I have the impression that in HF you implemented only the sliding windows attention by playing only on the attention mask and ONLY at training time, which means that at inference, the full length is taken into account, am I correct ?
If you use the vanilla HF attention yes, that is the case we did not implemented the rotating buffer cache mechanism as it requires an important refactor
However we tried to mimic the rotating buffer caching mechanism by constraining it only in the case where padding_side=left for FA-2 models by shifting the cache and slicing out the previous tokens when generating the next token. See my benchmarks here for more details: https://github.com/huggingface/transformers/pull/26464#issuecomment-1743273513
ok I get it, here: https://github.com/huggingface/transformers/pull/26464/files#diff-fa1653b47666859672060712644a8c40b2e61eb1b79c06a21f9b94569217ed43R372-R393 Anyway it requires some hardware to support seqlen > 4096 ....
yes exactly
Anyway it requires some hardware to support seqlen > 4096 ....

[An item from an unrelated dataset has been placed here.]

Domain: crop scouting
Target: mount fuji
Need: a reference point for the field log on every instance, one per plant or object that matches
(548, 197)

No you can scale to very large sequence length as the cache will be always having 4096
tokens, similarly as the rotating buffer cache from original mistral repository.

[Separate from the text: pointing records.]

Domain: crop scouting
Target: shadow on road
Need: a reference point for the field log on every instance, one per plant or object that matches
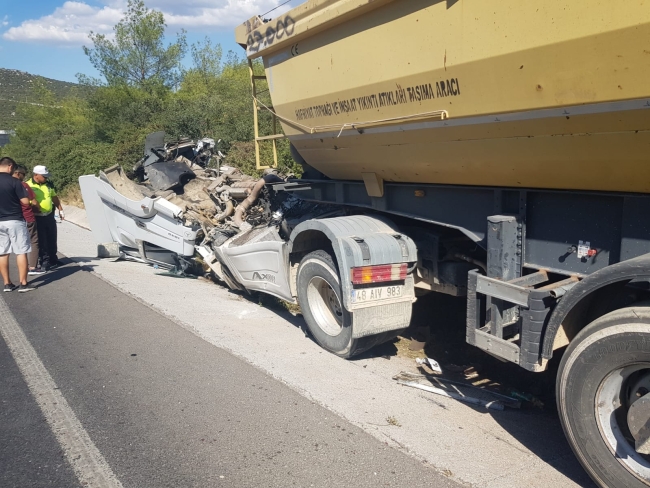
(536, 425)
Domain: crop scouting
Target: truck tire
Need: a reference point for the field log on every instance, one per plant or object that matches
(319, 296)
(604, 370)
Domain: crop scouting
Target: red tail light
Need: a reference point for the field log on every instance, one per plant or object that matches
(378, 274)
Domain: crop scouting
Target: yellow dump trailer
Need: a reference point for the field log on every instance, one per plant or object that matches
(509, 142)
(507, 93)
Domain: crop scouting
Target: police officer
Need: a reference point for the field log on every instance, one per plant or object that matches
(45, 222)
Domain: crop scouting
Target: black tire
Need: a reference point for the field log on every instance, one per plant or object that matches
(321, 303)
(597, 371)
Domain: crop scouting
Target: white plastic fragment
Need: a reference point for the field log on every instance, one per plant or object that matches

Per my understanding (cc @timlacroix please correct me if I am wrong) since we always use absolute positional embedding the model is able to keep the whole context even if we go beyond 4096 tokens. In case one feeds to the model a super large context (>4096) directly on the first iteration, you will indeed need to enough compute but since the FA module will use sliding window attention, it should be quite memory efficient. Slicing the cache afterwards is not a problem since the model has already computed attention scores based on the entire context on the first iteration so the information is not lost. In case of batched generation it is slightly more complex since we don't follow the exact same procedure as mistral's rotating buffer cache, we slice out the first tokens of the cache after the first iteration. But in case of BS=1 you should get pretty decent performance, if you have a hardware that supports FlashAttention 2 you can try to generate up to very large number of tokens without any major issue I believe
hmm the cache size is not the only limiting factor. You still need to forward the full sequence to the model, and the flash2 still happens with the full length even if the mechanism makes it linear to length (and not quadratic)

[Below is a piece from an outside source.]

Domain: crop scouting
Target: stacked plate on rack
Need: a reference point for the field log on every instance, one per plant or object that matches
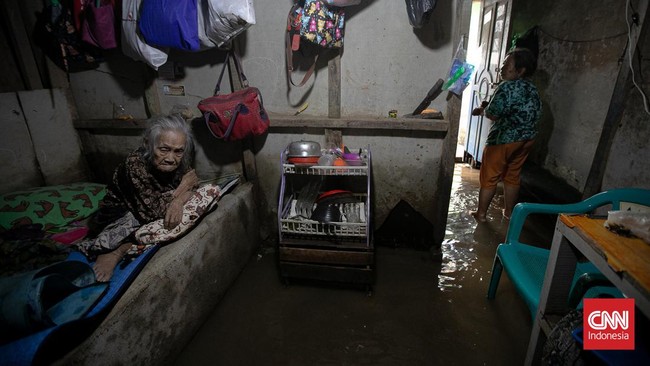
(303, 153)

but that's the case in any case right? for the first forward is you pass a large context you'll need to compute the attention scores on all tokens.
@younesbelkada @bdytx5 @vince62s @arthurmensch
Okay update on the issue.
The above image is testing with deepspeed zero 2 vs FSDP. Zero 2 is the more stable trajectory run. Same hyperparams on all else. I feel like I tested with zero3 in the past, and found same as FSDP run, a U shaped pattern, but I am not sure atm.
At the moment I dont know if it is being caused by axolotl's interactions with FSDP, or if it is something in transformers/accelerate/who knows what. But this seems like an important development in figuring out whats going on, not sure how much you guys can look into it, but figured I'd place the info here in case it isn't axolotl's code.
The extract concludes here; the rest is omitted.